5. Pseudo-Code Example
Below is a concise Python pseudo-code illustrating SINDy for a single time-series. The same logic extends to multiple variables or PDEs—only the library construction (and derivative approximations) becomes more elaborate.
import numpy as np
from sklearn.linear_model import Lasso
def compute_derivatives_1D(x, t):
# Simple forward difference
return (x[1:] - x[:-1]) / (t[1:] - t[:-1])
def build_feature_library_1D(x):
# Example library: [1, x, x^2, sin(x)]
return np.column_stack([
np.ones_like(x),
x,
x**2,
np.sin(x)
])
# Example data: x(t) at 7 time points
x_data = np.array([1.0, 2.1, 3.0, 4.2, 5.1, 5.8, 6.2])
t_data = np.array([0.0, 1.0, 2.0, 3.0, 4.0, 5.0, 6.0])
# 1) Numerically approximate derivatives (length = 6)
x_dot_approx = compute_derivatives_1D(x_data, t_data)
# 2) Build design matrix (length = 6 x 4)

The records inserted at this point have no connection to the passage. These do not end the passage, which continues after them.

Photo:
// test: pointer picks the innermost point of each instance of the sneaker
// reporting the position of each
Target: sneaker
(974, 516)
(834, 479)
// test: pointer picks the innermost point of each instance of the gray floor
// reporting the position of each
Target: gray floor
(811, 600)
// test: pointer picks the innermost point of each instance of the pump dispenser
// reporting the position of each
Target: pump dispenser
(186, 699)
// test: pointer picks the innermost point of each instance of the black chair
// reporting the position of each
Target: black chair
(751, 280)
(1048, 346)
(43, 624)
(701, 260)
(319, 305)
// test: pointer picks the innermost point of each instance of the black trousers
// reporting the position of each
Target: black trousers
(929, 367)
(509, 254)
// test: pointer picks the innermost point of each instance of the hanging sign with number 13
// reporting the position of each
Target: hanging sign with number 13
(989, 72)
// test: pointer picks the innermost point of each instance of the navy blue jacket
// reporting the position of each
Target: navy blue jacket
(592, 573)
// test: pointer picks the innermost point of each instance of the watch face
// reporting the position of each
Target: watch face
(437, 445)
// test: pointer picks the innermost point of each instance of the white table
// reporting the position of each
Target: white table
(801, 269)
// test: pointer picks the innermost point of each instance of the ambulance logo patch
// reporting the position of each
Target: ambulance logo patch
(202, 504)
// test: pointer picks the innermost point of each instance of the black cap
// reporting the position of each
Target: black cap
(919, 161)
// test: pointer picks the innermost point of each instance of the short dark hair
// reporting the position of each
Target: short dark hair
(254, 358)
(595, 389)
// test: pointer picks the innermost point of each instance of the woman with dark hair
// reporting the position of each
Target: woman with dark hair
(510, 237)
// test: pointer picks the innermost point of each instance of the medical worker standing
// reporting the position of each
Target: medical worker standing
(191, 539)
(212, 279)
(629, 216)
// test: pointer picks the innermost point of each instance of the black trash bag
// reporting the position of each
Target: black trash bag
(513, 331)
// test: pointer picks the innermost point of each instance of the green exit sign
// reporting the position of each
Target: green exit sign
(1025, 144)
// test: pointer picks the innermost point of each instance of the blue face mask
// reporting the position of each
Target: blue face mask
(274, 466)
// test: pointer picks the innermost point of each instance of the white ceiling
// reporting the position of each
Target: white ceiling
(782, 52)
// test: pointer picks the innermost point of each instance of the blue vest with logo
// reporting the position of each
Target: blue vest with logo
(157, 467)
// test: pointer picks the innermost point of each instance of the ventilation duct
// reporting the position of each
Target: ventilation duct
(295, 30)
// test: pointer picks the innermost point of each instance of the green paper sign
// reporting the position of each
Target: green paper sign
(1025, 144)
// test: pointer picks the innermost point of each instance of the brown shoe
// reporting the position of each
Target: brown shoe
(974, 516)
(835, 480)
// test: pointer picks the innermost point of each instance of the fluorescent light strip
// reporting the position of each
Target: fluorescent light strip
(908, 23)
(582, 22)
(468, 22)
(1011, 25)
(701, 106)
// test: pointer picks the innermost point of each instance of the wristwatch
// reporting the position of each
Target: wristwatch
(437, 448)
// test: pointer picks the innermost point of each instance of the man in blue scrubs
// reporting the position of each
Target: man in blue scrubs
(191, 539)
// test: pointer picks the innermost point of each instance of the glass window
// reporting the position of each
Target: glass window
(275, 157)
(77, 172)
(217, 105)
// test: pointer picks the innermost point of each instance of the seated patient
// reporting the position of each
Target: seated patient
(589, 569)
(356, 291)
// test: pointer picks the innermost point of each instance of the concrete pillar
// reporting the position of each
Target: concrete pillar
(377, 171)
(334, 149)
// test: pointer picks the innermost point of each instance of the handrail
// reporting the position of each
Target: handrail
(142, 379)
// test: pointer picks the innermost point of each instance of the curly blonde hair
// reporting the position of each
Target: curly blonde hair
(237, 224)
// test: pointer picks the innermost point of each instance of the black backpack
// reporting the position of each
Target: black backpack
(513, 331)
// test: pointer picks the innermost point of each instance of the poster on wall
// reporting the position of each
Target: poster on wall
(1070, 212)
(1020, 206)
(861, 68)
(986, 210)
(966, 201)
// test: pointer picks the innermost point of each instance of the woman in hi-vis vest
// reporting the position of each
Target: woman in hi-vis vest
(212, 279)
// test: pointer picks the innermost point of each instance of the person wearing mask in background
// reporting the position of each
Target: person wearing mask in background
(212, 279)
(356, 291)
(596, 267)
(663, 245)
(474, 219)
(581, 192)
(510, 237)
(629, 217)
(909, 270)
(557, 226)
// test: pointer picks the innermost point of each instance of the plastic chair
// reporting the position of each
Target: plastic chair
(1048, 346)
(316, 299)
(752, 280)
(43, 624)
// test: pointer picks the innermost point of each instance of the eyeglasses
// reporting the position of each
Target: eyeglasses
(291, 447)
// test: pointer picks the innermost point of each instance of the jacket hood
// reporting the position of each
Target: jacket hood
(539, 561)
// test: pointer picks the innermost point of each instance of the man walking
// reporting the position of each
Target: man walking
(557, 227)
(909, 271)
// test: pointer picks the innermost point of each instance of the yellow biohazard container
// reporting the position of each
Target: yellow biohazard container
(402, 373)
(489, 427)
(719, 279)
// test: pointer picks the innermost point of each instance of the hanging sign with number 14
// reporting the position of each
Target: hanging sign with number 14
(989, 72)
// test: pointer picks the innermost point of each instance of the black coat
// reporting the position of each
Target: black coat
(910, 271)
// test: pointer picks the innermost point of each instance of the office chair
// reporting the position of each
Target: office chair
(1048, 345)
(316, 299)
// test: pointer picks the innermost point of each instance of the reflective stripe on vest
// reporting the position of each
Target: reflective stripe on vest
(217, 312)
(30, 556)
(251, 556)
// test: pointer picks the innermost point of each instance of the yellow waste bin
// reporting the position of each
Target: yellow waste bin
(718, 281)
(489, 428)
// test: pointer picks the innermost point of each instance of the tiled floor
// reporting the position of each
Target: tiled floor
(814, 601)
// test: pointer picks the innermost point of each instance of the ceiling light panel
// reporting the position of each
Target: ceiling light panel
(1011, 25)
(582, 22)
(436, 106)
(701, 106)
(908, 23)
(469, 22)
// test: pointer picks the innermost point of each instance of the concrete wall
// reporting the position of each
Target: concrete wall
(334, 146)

X = build_feature_library_1D(x_data[:-1]) # match dimension
# 3) Fit with LASSO for sparsity
lasso = Lasso(alpha=0.1)
lasso.fit(X, x_dot_approx)
w_spar = lasso.coef_
print("Identified sparse coefficients:", w_spar)
build_feature_library_1D
could be extended to include more candidate functions.- For multi-variable or PDE data, we would similarly:
- Approximate partial derivatives \(\hat{u}_t,\, \hat{u}_x,\, \hat{u}_{xx},\dots\).

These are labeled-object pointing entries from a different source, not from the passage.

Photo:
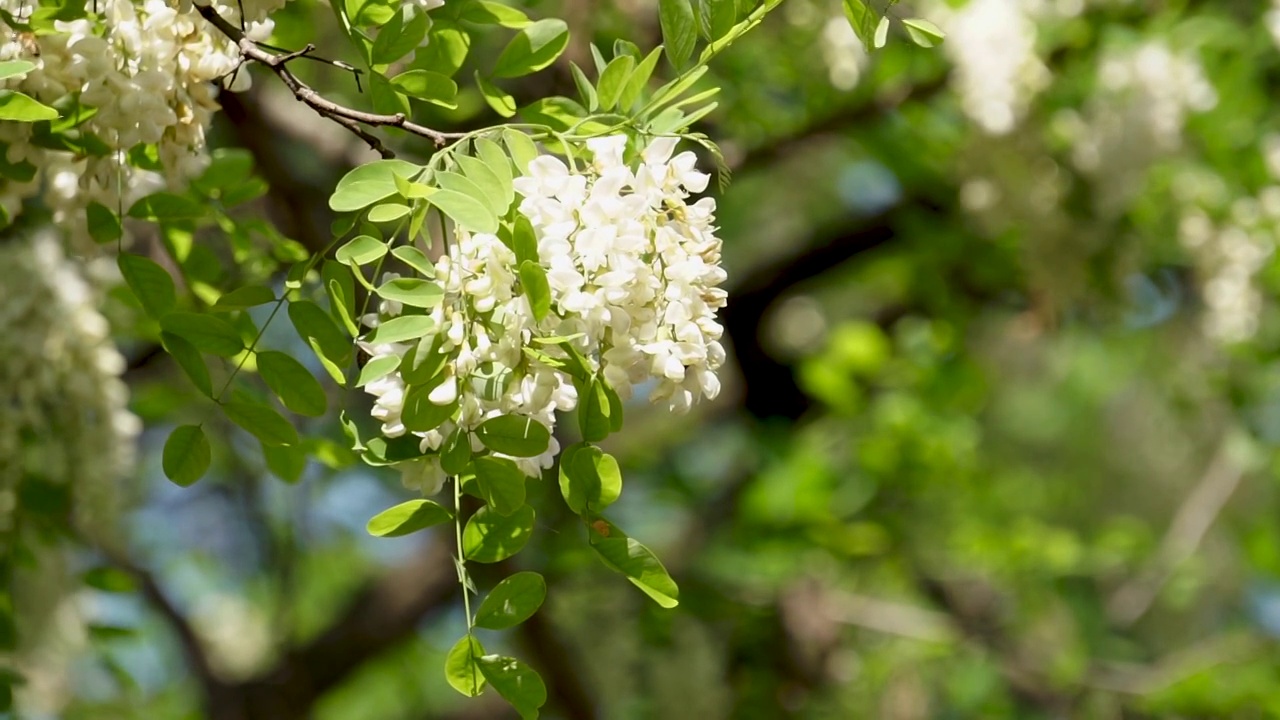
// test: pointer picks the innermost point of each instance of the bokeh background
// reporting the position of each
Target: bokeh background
(997, 440)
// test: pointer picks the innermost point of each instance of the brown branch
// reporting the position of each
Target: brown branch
(155, 596)
(346, 117)
(379, 616)
(1192, 522)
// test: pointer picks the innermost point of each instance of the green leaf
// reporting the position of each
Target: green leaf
(378, 368)
(206, 332)
(502, 484)
(401, 36)
(515, 436)
(360, 195)
(415, 258)
(923, 32)
(385, 98)
(14, 68)
(533, 277)
(560, 114)
(425, 85)
(492, 537)
(490, 381)
(149, 282)
(533, 49)
(496, 98)
(589, 478)
(361, 250)
(456, 451)
(524, 241)
(469, 213)
(109, 579)
(407, 518)
(242, 297)
(190, 360)
(594, 413)
(412, 291)
(497, 190)
(494, 13)
(292, 383)
(521, 147)
(723, 14)
(261, 422)
(672, 91)
(382, 172)
(402, 328)
(22, 108)
(461, 669)
(585, 89)
(424, 361)
(388, 212)
(635, 561)
(863, 19)
(446, 50)
(515, 682)
(613, 81)
(315, 327)
(420, 414)
(369, 12)
(499, 164)
(103, 224)
(512, 601)
(339, 285)
(186, 455)
(165, 206)
(881, 32)
(679, 30)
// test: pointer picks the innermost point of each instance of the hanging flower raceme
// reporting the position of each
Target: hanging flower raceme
(607, 281)
(63, 408)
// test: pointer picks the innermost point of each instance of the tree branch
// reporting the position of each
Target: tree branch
(192, 650)
(346, 117)
(379, 616)
(1192, 522)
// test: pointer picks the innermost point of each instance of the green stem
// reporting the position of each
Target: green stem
(250, 349)
(462, 563)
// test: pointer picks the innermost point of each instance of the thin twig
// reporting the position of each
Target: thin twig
(1192, 522)
(346, 117)
(155, 596)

- Build a matrix with columns for each candidate term.
- Solve a sparse regression.
6. Summary
- Formulate a Library: List candidate functions of the system variables (e.g. \(\{1, x, x^2, \dots\}\) for ODEs; \(\{u, u^2, u_x, u_{xx}, \dots\}\) for PDEs).

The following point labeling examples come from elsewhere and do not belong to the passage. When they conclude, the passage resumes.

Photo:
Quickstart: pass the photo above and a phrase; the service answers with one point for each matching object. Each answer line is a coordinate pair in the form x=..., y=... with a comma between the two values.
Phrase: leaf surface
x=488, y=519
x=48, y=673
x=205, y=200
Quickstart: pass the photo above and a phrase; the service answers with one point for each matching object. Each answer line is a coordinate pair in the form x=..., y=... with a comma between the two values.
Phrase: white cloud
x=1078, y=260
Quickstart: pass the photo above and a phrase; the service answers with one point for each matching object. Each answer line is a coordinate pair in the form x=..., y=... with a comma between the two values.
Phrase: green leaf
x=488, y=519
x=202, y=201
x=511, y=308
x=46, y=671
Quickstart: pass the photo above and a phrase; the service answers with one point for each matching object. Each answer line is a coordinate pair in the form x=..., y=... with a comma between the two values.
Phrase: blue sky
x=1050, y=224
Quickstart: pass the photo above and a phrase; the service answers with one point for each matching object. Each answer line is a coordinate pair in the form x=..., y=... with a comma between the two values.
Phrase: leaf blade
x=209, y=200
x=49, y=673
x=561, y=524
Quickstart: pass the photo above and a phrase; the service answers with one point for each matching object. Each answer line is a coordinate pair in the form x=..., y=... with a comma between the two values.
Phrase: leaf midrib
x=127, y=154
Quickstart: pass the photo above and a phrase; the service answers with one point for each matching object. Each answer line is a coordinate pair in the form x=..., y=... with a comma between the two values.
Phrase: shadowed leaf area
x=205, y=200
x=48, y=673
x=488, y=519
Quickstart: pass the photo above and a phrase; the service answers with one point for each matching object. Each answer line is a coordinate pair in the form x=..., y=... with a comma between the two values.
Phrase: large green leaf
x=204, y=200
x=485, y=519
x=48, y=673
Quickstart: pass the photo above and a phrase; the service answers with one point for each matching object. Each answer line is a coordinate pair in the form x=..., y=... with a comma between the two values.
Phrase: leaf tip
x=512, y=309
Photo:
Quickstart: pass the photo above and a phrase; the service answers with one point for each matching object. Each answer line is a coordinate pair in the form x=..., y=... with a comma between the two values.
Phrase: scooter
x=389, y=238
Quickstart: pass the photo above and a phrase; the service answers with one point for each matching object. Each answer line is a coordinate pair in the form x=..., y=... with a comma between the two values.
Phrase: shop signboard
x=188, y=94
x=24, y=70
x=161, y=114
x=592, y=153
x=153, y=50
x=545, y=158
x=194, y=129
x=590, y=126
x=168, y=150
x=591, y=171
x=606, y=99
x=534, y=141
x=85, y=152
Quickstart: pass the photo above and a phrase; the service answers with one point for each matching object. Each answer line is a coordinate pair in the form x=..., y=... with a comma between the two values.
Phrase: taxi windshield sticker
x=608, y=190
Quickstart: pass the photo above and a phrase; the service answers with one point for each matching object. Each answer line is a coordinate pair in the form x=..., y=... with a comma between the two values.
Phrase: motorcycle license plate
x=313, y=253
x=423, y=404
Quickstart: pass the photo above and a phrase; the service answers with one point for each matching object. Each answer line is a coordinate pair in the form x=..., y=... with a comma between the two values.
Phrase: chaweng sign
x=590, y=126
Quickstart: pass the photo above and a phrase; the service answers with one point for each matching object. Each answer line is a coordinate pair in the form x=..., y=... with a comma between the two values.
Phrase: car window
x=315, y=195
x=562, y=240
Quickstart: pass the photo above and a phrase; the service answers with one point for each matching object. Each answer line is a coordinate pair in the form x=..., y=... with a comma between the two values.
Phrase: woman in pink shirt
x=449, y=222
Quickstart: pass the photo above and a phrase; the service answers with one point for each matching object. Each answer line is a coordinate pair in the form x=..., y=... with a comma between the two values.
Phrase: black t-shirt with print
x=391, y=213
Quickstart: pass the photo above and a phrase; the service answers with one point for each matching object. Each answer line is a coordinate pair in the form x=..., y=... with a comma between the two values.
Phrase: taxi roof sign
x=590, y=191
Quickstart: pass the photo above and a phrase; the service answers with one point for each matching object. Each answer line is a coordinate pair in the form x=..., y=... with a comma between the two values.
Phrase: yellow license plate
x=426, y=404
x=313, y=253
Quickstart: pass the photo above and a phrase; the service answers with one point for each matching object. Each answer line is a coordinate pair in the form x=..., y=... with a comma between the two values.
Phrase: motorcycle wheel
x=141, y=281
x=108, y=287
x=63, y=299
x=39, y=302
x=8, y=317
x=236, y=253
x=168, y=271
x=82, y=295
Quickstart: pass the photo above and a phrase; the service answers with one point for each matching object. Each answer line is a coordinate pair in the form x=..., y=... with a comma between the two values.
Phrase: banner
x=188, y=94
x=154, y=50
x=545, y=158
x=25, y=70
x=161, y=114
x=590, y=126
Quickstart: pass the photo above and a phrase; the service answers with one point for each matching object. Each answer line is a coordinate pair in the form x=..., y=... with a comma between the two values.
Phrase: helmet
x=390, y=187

- Approximate Derivatives: Use discrete data to numerically approximate \(\hat{\dot{x}}\) or \(\hat{u}_t, \hat{u}_x, \hat{u}_{xx}, \dots\).
- Build a Design Matrix: Evaluate each candidate function at each data point, yielding \(X\).
- Sparse Regression: Solve
\(\min_{\boldsymbol{w}} \bigl\|\hat{\mathbf{\dot{x}}} - X\,\boldsymbol{w}\bigr\|_2^2 \;+\;\lambda\|\boldsymbol{w}\|_1 \quad\text{(or with thresholding)}.\) The resulting \(\boldsymbol{w}\) picks out a small set of nonzero terms.